NEW YORK — Fashion start-ups might have more financing options than they realize.

That was the gist of a panel discussion hosted by Fashion Group International Tuesday night at FGI’s headquarters at 8 West 40th Street here. The panel was on “Staying in Business: A Financial GPS.” Charles Klein, a partner at the law firm Davidoff Hutcher & Citron, moderated the discussion. The panelists included Pavan Bahl, founder and chief executive officer of Open Source Fashion; Mary Ann Domuracki, managing director, MMG Advisors; Michael Hahn, vice president, fashion division, Samsung C&T America; Mark Katz, chief operating and chief financial officer, 3.1 Phillip Lim, and J. Michael Stanley, managing partner at factoring firm Rosenthal & Rosenthal.

The program touched upon the basics, and was geared more toward an entry-level primer on finance 101 for start-ups.

The general consensus from the panelists was that the attendees don’t have to sell stakes in their firms in order to finance growth. When considering taking on debt or giving up some equity, debt is generally the better option since owners get to retain equity in the company and, more importantly, control of their business.

Katz noted that the designer had an existing partner who was in another business. When that partner wanted out, Lim met with an individual who was in the fabric business. The two “hit it off” and have been partners for 10 years now, Katz said. “The company hasn’t needed to borrow” any money, and Lim’s experience shows that there are other options beyond selling a company or taking out substantial loans.

Bahl spoke about the crowd-funding process. He noted that while luxury brands probably wouldn’t go that route, crowd-funding could be a way to validate a concept. “Rewards-based, like Kickstarter, could be a great way to launch a product that is in pre-production. You have to have your sourcing and manufacturing lined up, but it could be a great way to organize your friends and family round,” he said.

Stanley explained the factoring process and how it can be a good option for smaller firms. Rosenthal would lend money to companies, and take care of the outsourcing of management of the receivables for the firms, all for a small fee, he said. Most arrangements are for at least a year.
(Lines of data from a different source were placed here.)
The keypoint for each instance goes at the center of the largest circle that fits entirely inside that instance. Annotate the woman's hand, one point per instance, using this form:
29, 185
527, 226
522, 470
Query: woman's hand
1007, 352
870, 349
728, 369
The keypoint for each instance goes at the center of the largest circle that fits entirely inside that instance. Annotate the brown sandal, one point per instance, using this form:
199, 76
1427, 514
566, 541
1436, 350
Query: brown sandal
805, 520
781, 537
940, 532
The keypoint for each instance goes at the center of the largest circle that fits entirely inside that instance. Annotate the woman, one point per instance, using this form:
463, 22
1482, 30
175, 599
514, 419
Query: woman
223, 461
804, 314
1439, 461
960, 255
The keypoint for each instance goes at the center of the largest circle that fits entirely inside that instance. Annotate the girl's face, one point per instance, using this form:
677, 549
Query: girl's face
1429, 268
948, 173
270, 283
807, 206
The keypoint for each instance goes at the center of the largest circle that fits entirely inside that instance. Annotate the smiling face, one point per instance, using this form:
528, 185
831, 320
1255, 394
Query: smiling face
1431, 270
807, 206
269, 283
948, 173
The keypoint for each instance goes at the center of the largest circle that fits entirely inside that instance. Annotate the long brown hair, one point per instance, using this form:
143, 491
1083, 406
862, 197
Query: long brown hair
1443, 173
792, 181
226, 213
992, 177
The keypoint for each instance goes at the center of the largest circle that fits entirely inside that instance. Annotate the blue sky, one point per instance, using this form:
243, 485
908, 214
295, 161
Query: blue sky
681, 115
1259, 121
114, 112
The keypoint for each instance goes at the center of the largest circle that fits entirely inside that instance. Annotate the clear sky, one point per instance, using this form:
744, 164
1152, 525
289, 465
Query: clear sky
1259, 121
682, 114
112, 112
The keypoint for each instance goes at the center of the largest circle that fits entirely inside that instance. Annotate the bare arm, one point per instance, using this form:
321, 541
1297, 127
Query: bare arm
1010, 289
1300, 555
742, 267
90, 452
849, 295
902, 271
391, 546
Hahn spoke about how Samsung got into the financing business through its work with FUBU, the American hip hop apparel firm started by Daymond John in 1992. Samsung’s model calls for it to buy the inventory and manage the logistics — which includes warehousing and insurance of the product — of the business, allowing for the founders to focus on the creative end of the operation. Owners don’t give up ownership their business, but should be in existence for three years and have at least $5 million in annual volume for the model to be cost-effective for Samsung on the operational front. “We don’t require collateral and there is no personal guarantee required,” Han said. Samsung typically enters into three- to five-year working agreements.

Domuracki, who explained the difference between strategic and financial buyers, advised companies to do a business plan for the company. “It’s important for companies to have a roadmap for how much capital it will need and for how long,” she said. She also explained that it can be okay to have a financial sponsor at one stage of a company’s development to grow the business and then look for a strategic buyer once that growth is achieved.